Introduction to Algorithms in Python

Efficient and portable I/O

You will eventually want to read and write data, too
Badly implemented I/O can easily take 99% of your run-time!

Portable I/O

plain text is portable, but
- horribly space wasting (unless compressed, which then harms portability)
- horribly slow as everything needs to be converted
  - unless your actual calculations are done using letters
- cannot really be parallelised so in parallel even more slower
some file formats will be hard or impossible to open on another computer so
avoid machine dependent I/O, like
- The unformatted IO in Fortran
  - unlikely to be efficient
  - likely to be very hard to open on another machine or Fortran library
- C’s fwrite(data, size, count, file)
  - with the right size and count this can be very efficient for a single-threaded application
  - but not very portable: few data types are guaranteed to be equivalent across machines and byte-order can also change
some good libraries to portable I/O
- HDF5 is de facto high-performance data format and very standardised
  - cross-language, cross-platform: available in every imaginable system and language!
  - will not load the file to memory unless it is sliced or altered: useful for processing files which are too large for your memory if you do not need to alter the data
- netcdf4 is also quite efficient (in fact it’s HDF5 underneath)
- sometimes numpy’s save, savez and savez_compressed are ok
  - remember to pass allow_pickle=False to maintain portability
  - when loading, pass mmap_mode parameter to use memmaped IO: useful for large files when only part of it is needed
  - but have a look at Blaze, too

numpy can import almost any text file easily

suppose you have a file like this

# This file contains a bunch of point particles of varying locationg, speeds, 
# masses and charges
X	Y	Z	Vx	Vy	Vz	mass	charge
0	0	0	0	0	0.1	100.0	0.0
1.0	0	4	0	10.0	0	10.0	-1.0
0	2	0	0.1	0	0.1	1000.0	0.0
2	2	-3	0.1	0	0.1	100.0	1.0
# A comment line

you can import this with numpy easily

<<genfromtxt_example_import_importer>>
print(data)

please see help(numpy.genfromtxt) for full documentation: the function is capable of ingesting almost any kind of textual data, even strings!
but it is not fast, no text import ever is
we’ll later show how to plot this

Performant I/O

all the above formats can be internally and transparently compressed, which can help save disc space
- but compression is not magic as we shall see

IO using numpy

import numpy
import os
import tempfile
import cProfile
import pstats
data=numpy.random.random((1000,1000,100))
tempfiles = [tempfile.TemporaryFile(dir=".") for i in [0,1,2,3]]
cps = [cProfile.Profile() for i in range(len(tempfiles))]
runs = ["numpy.savez", "numpy.savez_compressed", "numpy.savez_compressed",
        "numpy.savez_compressed"]
for i,r in enumerate(runs):
    if (i==2):
        data[100:900,100:900,30:70]=0.0
    if (i==3):
        data = numpy.ones((1000,1000,100), dtype=numpy.float64)
    cps[i].runcall(eval(r), tempfiles[i], {"array_called_data":data})

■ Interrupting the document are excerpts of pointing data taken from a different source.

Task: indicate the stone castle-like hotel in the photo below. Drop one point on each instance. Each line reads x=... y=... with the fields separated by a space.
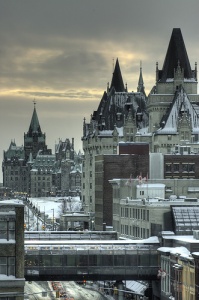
x=32 y=169
x=167 y=122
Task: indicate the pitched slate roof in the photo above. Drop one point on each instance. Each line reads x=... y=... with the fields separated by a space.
x=34 y=124
x=117 y=81
x=180 y=106
x=176 y=54
x=140 y=87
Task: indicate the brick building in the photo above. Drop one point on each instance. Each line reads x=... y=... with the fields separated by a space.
x=129 y=165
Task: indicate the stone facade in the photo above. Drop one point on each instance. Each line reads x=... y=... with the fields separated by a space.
x=34 y=171
x=168 y=117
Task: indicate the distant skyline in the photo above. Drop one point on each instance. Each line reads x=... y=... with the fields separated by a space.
x=61 y=54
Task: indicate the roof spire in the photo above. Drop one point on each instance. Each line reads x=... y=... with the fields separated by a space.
x=34 y=124
x=140 y=87
x=176 y=54
x=117 y=81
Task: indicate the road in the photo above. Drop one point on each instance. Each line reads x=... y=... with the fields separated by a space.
x=72 y=290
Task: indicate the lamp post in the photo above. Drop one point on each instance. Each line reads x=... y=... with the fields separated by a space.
x=44 y=219
x=53 y=218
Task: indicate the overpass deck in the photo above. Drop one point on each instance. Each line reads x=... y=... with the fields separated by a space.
x=91 y=259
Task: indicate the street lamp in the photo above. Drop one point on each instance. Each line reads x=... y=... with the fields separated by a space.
x=53 y=218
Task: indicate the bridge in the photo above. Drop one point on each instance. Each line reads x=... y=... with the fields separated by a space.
x=77 y=260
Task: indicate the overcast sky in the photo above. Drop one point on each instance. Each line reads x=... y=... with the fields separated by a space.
x=60 y=53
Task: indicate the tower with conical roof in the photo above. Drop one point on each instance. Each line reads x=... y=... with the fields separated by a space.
x=175 y=73
x=34 y=139
x=117 y=80
x=140 y=88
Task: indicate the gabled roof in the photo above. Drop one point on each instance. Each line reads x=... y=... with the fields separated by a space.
x=117 y=81
x=181 y=105
x=34 y=124
x=176 y=54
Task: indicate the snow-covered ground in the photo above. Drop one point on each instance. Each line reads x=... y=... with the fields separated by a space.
x=51 y=207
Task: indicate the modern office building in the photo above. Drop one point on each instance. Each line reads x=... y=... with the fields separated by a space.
x=12 y=249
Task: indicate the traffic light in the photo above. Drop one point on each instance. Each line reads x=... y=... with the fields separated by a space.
x=57 y=294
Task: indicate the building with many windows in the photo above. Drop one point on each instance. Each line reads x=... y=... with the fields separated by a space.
x=12 y=249
x=167 y=118
x=33 y=170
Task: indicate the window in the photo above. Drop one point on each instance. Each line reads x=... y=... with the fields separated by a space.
x=185 y=167
x=7 y=229
x=176 y=167
x=168 y=167
x=7 y=265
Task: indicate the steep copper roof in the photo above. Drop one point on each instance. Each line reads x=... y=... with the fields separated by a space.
x=34 y=124
x=176 y=55
x=117 y=81
x=140 y=87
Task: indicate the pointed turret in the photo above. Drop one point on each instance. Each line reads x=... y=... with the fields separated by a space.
x=35 y=140
x=117 y=81
x=176 y=54
x=140 y=87
x=34 y=124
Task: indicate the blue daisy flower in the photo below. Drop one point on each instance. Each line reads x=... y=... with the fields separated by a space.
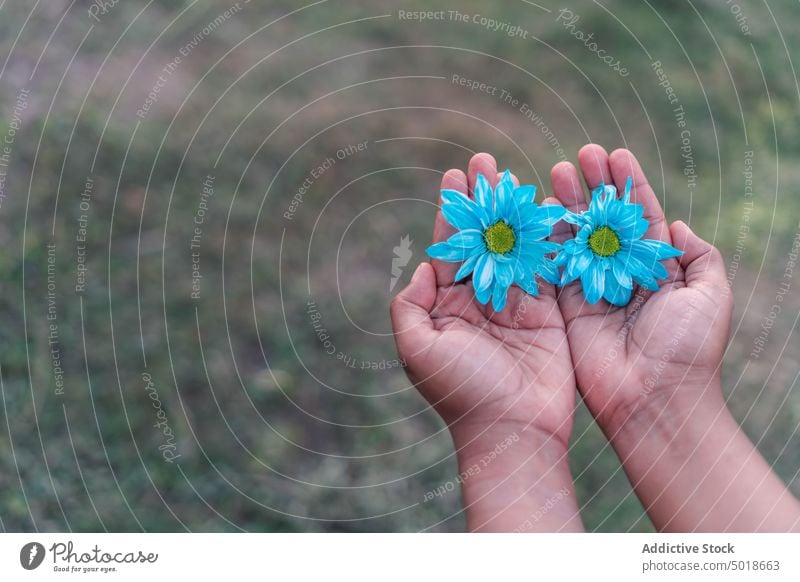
x=500 y=238
x=608 y=252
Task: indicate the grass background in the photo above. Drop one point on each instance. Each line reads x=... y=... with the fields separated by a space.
x=274 y=433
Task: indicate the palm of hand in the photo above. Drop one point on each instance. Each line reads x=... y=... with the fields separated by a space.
x=513 y=365
x=664 y=341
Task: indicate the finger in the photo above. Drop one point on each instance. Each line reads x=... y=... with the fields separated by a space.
x=442 y=230
x=562 y=230
x=702 y=263
x=410 y=311
x=623 y=164
x=482 y=163
x=513 y=178
x=567 y=187
x=593 y=160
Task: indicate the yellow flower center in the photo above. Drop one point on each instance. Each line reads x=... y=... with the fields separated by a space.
x=499 y=237
x=604 y=242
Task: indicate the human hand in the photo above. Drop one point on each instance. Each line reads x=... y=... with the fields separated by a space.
x=663 y=346
x=477 y=366
x=494 y=378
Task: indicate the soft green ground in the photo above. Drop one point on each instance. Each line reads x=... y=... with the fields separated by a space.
x=265 y=421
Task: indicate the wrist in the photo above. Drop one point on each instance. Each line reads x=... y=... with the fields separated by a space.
x=515 y=477
x=681 y=405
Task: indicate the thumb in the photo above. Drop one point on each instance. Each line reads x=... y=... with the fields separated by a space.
x=702 y=262
x=411 y=308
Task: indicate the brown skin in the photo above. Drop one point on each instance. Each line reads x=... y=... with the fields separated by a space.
x=660 y=401
x=648 y=372
x=491 y=376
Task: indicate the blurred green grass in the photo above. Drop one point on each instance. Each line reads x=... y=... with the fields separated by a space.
x=257 y=434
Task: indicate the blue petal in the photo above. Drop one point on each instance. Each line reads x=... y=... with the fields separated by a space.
x=503 y=195
x=483 y=295
x=533 y=215
x=535 y=231
x=548 y=270
x=581 y=261
x=462 y=212
x=524 y=194
x=593 y=281
x=446 y=252
x=484 y=272
x=621 y=273
x=467 y=267
x=628 y=184
x=468 y=238
x=615 y=293
x=460 y=218
x=529 y=285
x=641 y=273
x=660 y=249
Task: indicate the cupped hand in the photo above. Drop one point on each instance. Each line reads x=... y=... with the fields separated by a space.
x=475 y=366
x=662 y=344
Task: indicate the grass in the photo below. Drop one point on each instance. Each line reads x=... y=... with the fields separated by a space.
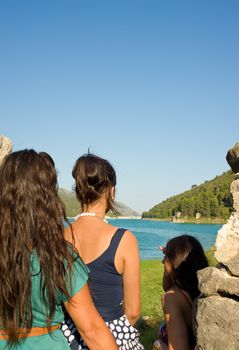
x=151 y=292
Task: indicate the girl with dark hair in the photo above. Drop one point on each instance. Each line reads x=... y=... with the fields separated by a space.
x=183 y=257
x=110 y=253
x=39 y=270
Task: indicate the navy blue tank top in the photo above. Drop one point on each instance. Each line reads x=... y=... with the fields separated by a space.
x=106 y=284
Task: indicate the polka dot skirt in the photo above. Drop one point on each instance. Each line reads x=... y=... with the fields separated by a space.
x=126 y=336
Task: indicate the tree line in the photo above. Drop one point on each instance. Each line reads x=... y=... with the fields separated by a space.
x=212 y=199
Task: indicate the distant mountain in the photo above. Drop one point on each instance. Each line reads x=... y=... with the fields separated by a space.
x=73 y=206
x=212 y=199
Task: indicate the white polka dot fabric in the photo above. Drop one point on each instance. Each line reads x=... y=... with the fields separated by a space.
x=126 y=336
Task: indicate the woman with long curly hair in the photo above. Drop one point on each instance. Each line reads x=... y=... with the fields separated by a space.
x=39 y=270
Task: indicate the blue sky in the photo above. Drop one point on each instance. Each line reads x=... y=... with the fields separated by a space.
x=150 y=85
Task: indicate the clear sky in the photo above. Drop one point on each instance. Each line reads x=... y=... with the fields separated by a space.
x=150 y=85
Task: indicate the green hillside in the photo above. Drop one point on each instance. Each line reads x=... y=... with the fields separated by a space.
x=210 y=200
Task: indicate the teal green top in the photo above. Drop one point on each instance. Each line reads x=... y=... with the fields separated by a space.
x=55 y=340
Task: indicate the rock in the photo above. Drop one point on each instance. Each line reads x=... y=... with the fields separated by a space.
x=232 y=158
x=5 y=147
x=212 y=280
x=233 y=265
x=216 y=323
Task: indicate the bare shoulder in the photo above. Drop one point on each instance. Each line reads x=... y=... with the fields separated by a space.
x=129 y=238
x=68 y=233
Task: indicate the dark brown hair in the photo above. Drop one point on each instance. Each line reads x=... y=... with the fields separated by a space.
x=187 y=257
x=93 y=177
x=31 y=220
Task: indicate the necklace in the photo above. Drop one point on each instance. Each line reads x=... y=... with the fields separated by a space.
x=90 y=214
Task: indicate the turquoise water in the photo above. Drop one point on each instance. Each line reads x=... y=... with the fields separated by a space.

print('''Time spent and file sizes:
  uncompressed random data:   {uncompt:g}\t{uncomps} 
  compressed random data:     {compt:g}\t{comps}
  compressed semirandom data: {semit:g}\t{semis}
  compressed zeros:           {zerot:g}\t{zeros}'''.format(
      uncomps=os.stat(tempfiles[0].name).st_size,
      comps=os.stat(tempfiles[1].name).st_size,
      semis=os.stat(tempfiles[2].name).st_size,
      zeros=os.stat(tempfiles[3].name).st_size,
      uncompt=pstats.Stats(cps[0]).total_tt,
      compt=pstats.Stats(cps[1]).total_tt,
      semit=pstats.Stats(cps[2]).total_tt,
      zerot=pstats.Stats(cps[3]).total_tt
  ))

Time spent and file sizes:
  uncompressed random data:   14.5592	1199016235 
  compressed random data:     171.092	902638358
  compressed semirandom data: 116.649	680406052
  compressed zeros:           18.3051	1747540

floating point numbers are often almost random from a compression algorithm’s point of view
for random data the breakeven point with my laptop is around 6 MB/s disc write speed: slower than that and compression wins
- unfair comparison since only one core used for compression and the algorithm used is embarrassingly parallel
- unfair also because the data comes from a fast local SSD: the write speed is over 50 MB/s
- in supercomputing environments disc write speeds of 5 GB/s are normal, but that would require compression speed to go up by over 1000x or more to make compression worth while
- but this all depends on both the compression factor and time it takes to compress: the last case obviously benefits even with 50 MB/s disc and single-core compression
- bottom line: only useful in special cases and when disc-space is tight but CPU seconds are not

HDF5 and h5py: writing and transparent compression

HDF5’s szip algorithm is supposed to understand floating point numbers and compress smartly
- unfortunately we do not have it available here
learn by example: a simple 3D array of random numbers

import numpy
import h5py
import os
import tempfile
import cProfile
import pstats

def h5py_create(filename, datadict, compression):
    '''Create a new HDF5 file called "filename" and save the values of
    "datadict" into it using its keys as the dataset names; create an
    attribute called "compression" holding the value of "compression"
    parameter. '''
    f = h5py.File(filename, mode="w")
    attrvalue = "nothing interesting for now"
    f.attrs.create("top-level-attribute", attrvalue,
    dtype="S{x}".format(
        x=len(attrvalue)))
    for name,value in datadict.items():
        ds = f.create_dataset(name, data=value, compression=compression, chunks=True)
        ds.attrs.create("compression", str(compression),
    dtype="S{x}".format(
        x=len(str(compression))))
    return

def szip_available():
    '''Try to create a dataset using szip: return True if succeeds, False
    on ValueError (szip not available) and raise on others.'''
    import tempfile
    tempf = tempfile.NamedTemporaryFile(dir=".")
    f = h5py.File(tempf.name,"w")
    try:
        f.create_dataset("foo", shape=(10,10), dtype="f8", compression="szip")
    except ValueError:
        ret = False
    else:
        ret = True
    finally:
        f.close()
    return ret

data=numpy.random.random((1000,1000,100))
tempfiles = [tempfile.NamedTemporaryFile(dir=".") for i in [0,1,2,3]]
cps = [cProfile.Profile() for i in range(len(tempfiles))]
if (szip_available()):
    comp="szip"
else:
    comp="gzip"
runs = [None] + 3*[comp]
for i,r in enumerate(runs):
    if (i==2):
        data[100:900,100:900,30:70]=0.0
    if (i==3):
        data = numpy.ones((1000,1000,100), dtype=numpy.float64)
    cps[i].runcall(h5py_create, tempfiles[i].name, {"array_called_data":data}, r)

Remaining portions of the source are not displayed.